Genetic research advanced greatly during the 1970s with the introduction of recombinant DNA, genetic engineering, rapid DNA sequencing, and monoclonal antibodies used in experimental chemotherapy. Crick was not directly involved in the development of these new research and therapeutic techniques, but paid close attention to them. At the same time, scientists were making discoveries that questioned some of the assumptions he and Watson had made in their original theory of genetic transfer. One example was the discovery of "introns," sequences of DNA found on the chromosomes of higher organisms which interrupt those stretches of DNA that code for a polypeptide chain, the so-called exons. Introns are eliminated in the assembly of messenger RNA by splicing. Watson and Crick's theory had posited that coding sequences were continuous; now it turned out that in higher organisms with large amounts of DNA, the introns were often longer than the meaningful sequences, the exons. In fact, researchers found that as much as ninety percent of the human genome (the complete chromosomal gene complement of an individual) was made up of "junk DNA" without apparent function.

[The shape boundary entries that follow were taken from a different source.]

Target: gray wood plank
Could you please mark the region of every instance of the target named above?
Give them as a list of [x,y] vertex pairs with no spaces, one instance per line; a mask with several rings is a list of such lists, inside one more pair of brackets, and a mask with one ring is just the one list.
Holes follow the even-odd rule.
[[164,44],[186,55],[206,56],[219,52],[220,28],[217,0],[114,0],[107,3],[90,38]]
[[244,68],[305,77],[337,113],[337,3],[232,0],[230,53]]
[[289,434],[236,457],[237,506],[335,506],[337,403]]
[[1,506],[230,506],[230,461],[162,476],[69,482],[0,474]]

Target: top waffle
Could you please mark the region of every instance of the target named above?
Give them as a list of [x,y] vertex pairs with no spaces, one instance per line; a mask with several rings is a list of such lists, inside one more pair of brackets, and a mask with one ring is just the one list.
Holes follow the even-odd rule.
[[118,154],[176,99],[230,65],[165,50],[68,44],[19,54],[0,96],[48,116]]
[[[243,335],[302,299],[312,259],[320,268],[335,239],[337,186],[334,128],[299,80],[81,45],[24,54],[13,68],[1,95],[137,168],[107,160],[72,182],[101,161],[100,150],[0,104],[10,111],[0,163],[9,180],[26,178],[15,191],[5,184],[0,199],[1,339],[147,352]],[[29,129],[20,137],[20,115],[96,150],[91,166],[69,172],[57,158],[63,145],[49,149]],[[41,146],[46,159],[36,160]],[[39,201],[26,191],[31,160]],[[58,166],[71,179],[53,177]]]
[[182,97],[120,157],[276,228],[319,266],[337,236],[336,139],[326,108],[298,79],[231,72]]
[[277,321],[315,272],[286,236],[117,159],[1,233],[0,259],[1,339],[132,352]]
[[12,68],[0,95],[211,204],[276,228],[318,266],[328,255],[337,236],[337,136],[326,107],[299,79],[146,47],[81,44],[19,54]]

Crick was intrigued by these findings, and tried to make sense of them in an article on "selfish" DNA co-authored with his former Cavendish colleague Leslie Orgel. In the article, the two suggested that nonsense sequences originated as DNA parasites, traveled along the chromosomes, and left copies of themselves embedded in the host DNA. These copies were rendered meaningless over time through random mutation and were subsequently eliminated by the host cell, a process repeated many times over the course of evolution. Whether this hypothesis is true remains to be seen.
At various points during the late 1960s and 1970s, researchers questioned whether Watson and Crick's model of the double helix was correct at all, asserting, variously, that for mathematical reasons the two strands of DNA must be straight rather than twisted around one-another to allow unwinding and replication, and that the X-ray evidence could accommodate base pairings other than A=T and C=G. Jerry Donohue, the physical chemist who in 1953 had given Watson crucial information regarding the proper chemical structure of the DNA bases, was one such critic. In 1979, Crick responded to his critics in a review article entitled "Is DNA Really a Double Helix?" In his article he cited mounting scientific evidence for the validity of his and Watson's original model, evidence that has only grown since.